# 2001 Sentra GXE. synthetic transmission fluid help



## tahir217 (Nov 19, 2010)

I have 2001 Nissan sentra 157 Kilometers.

I am the 2nd owner and the trasmission oil was never changed. My mechanic drained the oil by taking of the pan. He then filled it.

Now I like to drain it again myself 

now there are already 2 oils mixed already in the tranny, half old and half new. I want to use synthetic oil now. Someone told me that Amsoil transmission oil is the best.

1. Can I used the Amsoil ATF, if yes which one.

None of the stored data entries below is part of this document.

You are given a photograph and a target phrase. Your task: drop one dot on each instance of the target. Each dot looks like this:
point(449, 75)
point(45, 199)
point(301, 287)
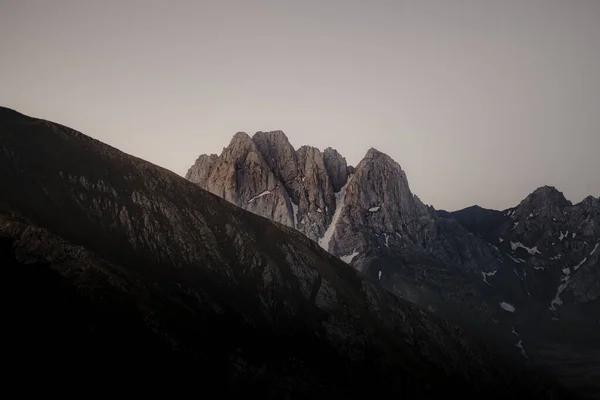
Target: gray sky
point(479, 101)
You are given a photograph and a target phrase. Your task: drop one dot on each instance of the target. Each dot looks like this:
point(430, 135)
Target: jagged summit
point(548, 193)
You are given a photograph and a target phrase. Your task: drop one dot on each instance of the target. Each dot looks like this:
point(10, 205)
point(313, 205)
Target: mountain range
point(119, 273)
point(527, 278)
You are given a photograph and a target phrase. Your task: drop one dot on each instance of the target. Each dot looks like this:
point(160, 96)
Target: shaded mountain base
point(54, 329)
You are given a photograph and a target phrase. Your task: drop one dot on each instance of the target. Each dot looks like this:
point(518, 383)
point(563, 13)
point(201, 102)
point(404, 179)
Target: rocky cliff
point(110, 263)
point(524, 270)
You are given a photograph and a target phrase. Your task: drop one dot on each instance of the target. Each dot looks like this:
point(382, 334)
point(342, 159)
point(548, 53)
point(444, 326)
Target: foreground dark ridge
point(108, 261)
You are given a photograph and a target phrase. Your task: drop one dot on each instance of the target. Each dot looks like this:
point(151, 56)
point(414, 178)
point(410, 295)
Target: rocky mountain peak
point(545, 201)
point(336, 167)
point(547, 195)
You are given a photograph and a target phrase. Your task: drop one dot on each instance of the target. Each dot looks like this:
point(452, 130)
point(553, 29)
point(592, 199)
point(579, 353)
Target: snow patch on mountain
point(266, 192)
point(486, 274)
point(339, 206)
point(507, 307)
point(348, 258)
point(531, 250)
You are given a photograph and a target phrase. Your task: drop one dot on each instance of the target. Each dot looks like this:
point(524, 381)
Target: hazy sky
point(479, 101)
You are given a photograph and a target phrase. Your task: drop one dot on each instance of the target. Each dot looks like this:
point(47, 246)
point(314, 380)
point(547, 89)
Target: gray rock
point(336, 167)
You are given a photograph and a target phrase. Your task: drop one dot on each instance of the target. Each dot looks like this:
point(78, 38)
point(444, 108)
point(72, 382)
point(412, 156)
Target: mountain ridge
point(472, 264)
point(256, 307)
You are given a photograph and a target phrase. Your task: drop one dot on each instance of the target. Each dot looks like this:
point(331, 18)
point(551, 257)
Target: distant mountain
point(477, 267)
point(112, 265)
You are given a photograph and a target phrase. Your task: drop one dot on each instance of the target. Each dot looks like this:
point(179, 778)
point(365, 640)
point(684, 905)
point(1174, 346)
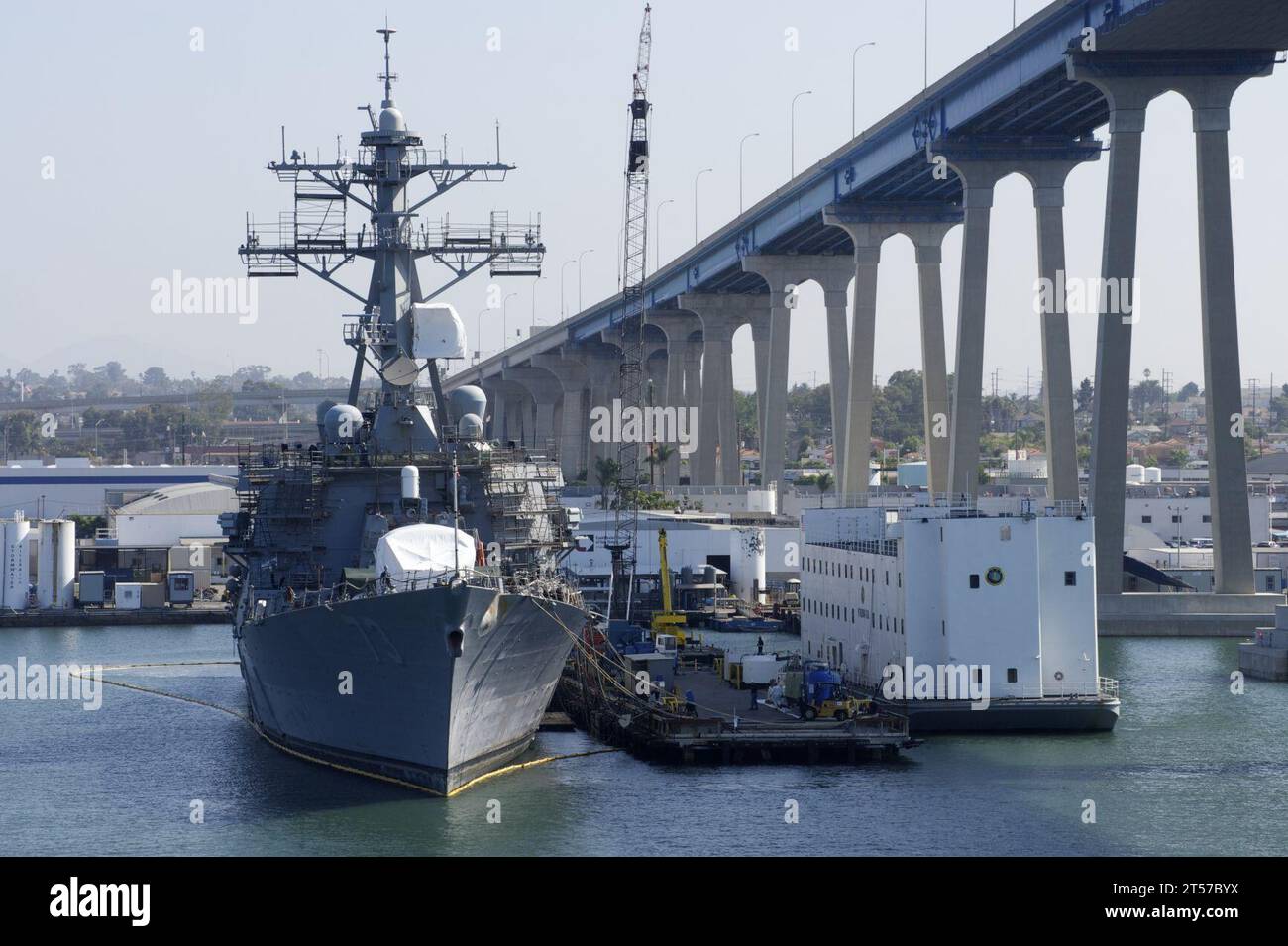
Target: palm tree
point(660, 455)
point(606, 470)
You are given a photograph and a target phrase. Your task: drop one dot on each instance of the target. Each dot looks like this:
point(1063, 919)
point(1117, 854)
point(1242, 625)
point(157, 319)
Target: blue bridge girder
point(1018, 88)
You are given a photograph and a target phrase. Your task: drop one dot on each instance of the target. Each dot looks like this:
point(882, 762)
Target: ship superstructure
point(400, 607)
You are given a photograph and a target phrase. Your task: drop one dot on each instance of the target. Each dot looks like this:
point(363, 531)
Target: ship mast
point(314, 236)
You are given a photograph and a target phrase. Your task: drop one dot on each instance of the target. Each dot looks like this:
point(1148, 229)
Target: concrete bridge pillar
point(1128, 81)
point(781, 274)
point(832, 274)
point(1047, 176)
point(494, 420)
point(978, 176)
point(870, 226)
point(574, 424)
point(717, 418)
point(513, 416)
point(694, 392)
point(604, 379)
point(545, 391)
point(678, 326)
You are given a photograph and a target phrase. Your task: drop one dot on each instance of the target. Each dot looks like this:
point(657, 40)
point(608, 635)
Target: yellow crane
point(666, 620)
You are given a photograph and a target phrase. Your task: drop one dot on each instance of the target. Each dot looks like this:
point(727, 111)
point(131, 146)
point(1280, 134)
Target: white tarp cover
point(421, 553)
point(437, 331)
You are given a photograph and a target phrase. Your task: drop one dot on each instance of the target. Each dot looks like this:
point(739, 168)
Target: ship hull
point(434, 686)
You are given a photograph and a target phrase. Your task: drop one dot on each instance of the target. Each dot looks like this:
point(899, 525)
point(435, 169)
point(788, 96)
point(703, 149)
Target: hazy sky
point(159, 151)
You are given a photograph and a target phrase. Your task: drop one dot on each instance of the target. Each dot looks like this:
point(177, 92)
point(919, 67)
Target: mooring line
point(316, 760)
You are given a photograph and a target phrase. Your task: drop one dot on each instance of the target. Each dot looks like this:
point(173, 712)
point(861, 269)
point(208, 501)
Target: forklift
point(668, 622)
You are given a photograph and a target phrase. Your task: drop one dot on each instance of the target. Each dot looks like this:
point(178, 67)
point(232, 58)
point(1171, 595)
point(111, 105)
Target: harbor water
point(1192, 769)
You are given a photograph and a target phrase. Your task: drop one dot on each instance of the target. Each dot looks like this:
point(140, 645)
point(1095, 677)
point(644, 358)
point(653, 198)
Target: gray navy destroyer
point(399, 602)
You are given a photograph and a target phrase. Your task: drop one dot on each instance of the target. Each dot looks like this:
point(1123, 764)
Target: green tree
point(1085, 395)
point(606, 473)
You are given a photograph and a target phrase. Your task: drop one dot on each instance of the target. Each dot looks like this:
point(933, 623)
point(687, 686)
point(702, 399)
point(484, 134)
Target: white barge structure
point(961, 619)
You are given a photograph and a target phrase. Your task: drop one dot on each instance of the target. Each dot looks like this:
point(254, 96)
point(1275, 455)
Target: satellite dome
point(343, 424)
point(391, 120)
point(472, 428)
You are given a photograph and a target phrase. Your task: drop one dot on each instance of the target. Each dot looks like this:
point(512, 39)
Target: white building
point(165, 517)
point(73, 486)
point(1014, 593)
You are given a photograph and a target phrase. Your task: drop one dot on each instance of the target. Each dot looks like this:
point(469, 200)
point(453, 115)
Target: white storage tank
point(14, 559)
point(411, 482)
point(55, 563)
point(64, 563)
point(129, 596)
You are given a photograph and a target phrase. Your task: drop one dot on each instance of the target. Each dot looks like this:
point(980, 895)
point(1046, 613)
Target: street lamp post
point(798, 95)
point(563, 308)
point(505, 319)
point(704, 170)
point(657, 233)
point(854, 60)
point(540, 278)
point(754, 134)
point(579, 274)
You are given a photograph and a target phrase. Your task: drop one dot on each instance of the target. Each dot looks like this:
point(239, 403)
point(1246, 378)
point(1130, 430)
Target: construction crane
point(634, 257)
point(666, 620)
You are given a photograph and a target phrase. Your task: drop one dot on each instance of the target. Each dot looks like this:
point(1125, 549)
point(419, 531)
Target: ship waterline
point(384, 684)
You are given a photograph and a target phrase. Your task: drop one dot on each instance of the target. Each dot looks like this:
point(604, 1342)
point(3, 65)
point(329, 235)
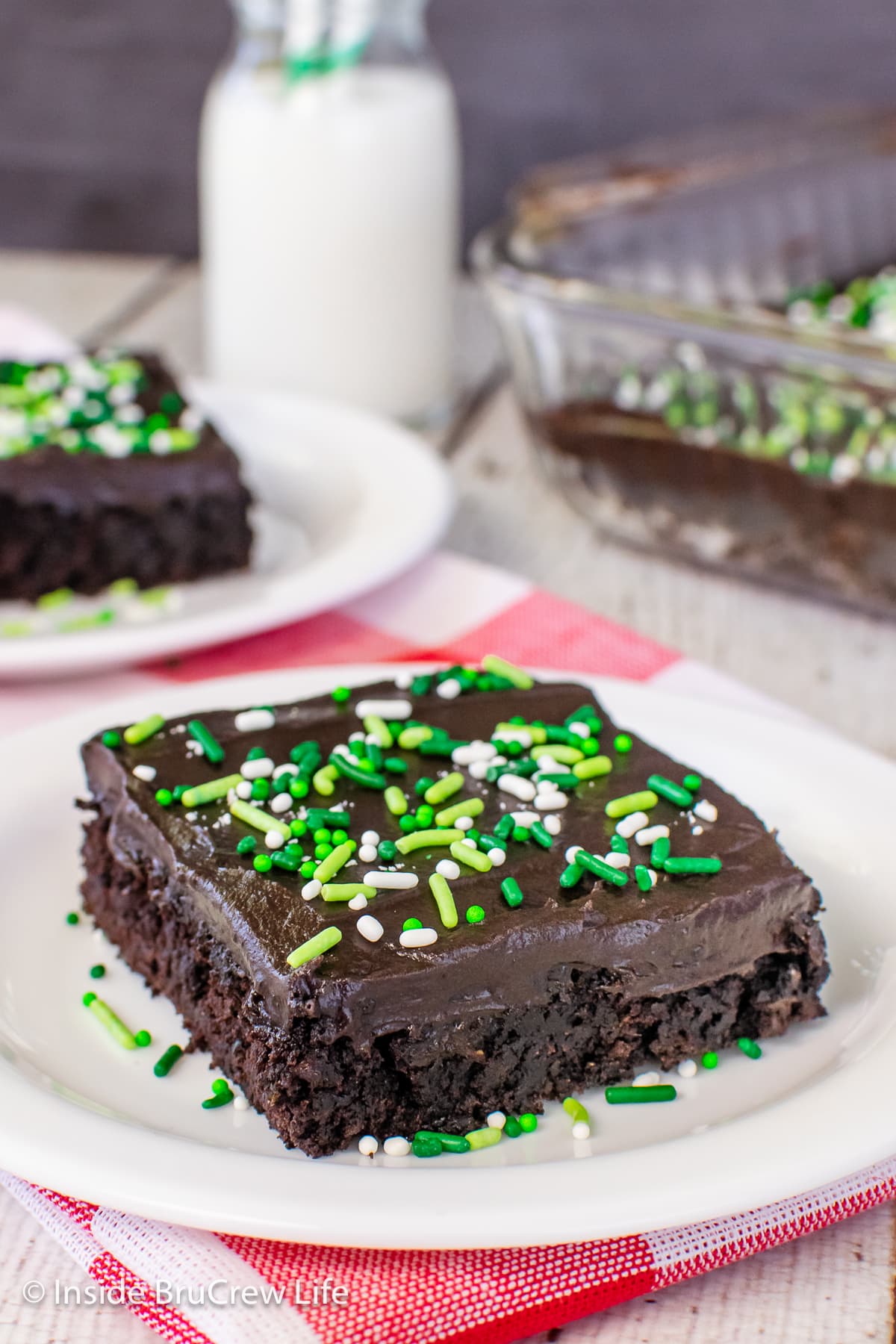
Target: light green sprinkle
point(470, 856)
point(144, 730)
point(378, 727)
point(500, 667)
point(630, 803)
point(444, 789)
point(591, 768)
point(444, 900)
point(421, 839)
point(467, 808)
point(335, 860)
point(210, 792)
point(258, 819)
point(395, 800)
point(347, 890)
point(321, 942)
point(487, 1137)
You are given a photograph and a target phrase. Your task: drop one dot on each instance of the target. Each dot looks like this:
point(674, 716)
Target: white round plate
point(346, 502)
point(87, 1117)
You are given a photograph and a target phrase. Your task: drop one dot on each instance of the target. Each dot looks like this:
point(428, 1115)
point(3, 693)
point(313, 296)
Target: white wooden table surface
point(835, 1288)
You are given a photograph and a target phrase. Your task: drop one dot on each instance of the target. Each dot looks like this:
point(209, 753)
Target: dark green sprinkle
point(167, 1062)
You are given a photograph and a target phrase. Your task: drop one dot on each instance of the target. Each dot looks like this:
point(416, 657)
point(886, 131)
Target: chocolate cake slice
point(408, 905)
point(108, 473)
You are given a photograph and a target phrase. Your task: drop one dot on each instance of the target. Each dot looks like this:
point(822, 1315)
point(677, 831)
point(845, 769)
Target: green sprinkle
point(213, 749)
point(395, 800)
point(467, 808)
point(600, 868)
point(167, 1061)
point(487, 1137)
point(258, 819)
point(321, 942)
point(336, 859)
point(423, 839)
point(642, 877)
point(426, 1147)
point(347, 890)
point(500, 667)
point(210, 792)
point(472, 858)
point(630, 803)
point(444, 900)
point(450, 1142)
point(591, 768)
point(635, 1095)
point(512, 893)
point(111, 1021)
point(682, 867)
point(144, 730)
point(671, 791)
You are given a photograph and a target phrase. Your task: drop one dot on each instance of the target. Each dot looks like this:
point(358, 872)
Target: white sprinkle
point(385, 709)
point(617, 860)
point(418, 937)
point(635, 821)
point(706, 809)
point(370, 927)
point(260, 769)
point(652, 833)
point(551, 801)
point(394, 880)
point(253, 721)
point(516, 785)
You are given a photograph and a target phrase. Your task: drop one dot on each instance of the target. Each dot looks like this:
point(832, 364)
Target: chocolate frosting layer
point(682, 933)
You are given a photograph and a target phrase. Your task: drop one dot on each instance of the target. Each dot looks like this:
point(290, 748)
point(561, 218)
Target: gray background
point(100, 99)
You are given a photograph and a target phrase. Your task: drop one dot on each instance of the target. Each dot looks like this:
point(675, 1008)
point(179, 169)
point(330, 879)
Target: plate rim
point(422, 473)
point(570, 1218)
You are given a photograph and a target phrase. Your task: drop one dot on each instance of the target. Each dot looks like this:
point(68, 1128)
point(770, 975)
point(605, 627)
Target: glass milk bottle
point(329, 191)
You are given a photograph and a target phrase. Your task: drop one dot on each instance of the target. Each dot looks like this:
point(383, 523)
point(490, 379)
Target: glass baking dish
point(647, 304)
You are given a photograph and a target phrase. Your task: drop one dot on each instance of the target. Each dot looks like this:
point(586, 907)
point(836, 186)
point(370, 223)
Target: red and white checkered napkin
point(449, 609)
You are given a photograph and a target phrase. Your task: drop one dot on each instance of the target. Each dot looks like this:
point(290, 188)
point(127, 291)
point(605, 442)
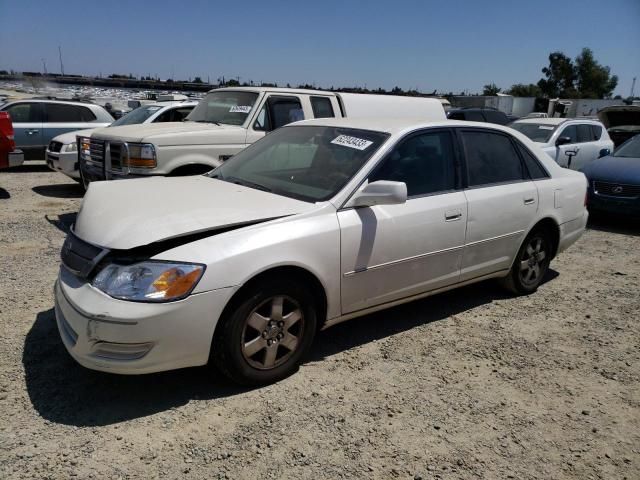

AMSOIL Synthetic Multi-Vehicle Automatic Transmission Fluid

or

AMSOIL Synthetic Low-Viscosity Automatic Transmission Fluid 



2. Will it be ok to add half quantiry Amosil with other 2 oils already mixed.


Thanks
Tahir


----------



## blackqg (Nov 24, 2010)

to be honest i wouldnt even waste your time doing it. if u change it every 30000 there no need to use synthetic. i would nissan atf it would be better in the long run.


----------



## tahir217 (Nov 19, 2010)

if you do every 30000, I agree with you.

but as I mentionbed, the fluid is changed on 157 K. I believe some damage is done already so thats why want to use synthetic oil now.

need to know which synthetic oil would be suitable.

Thanks


----------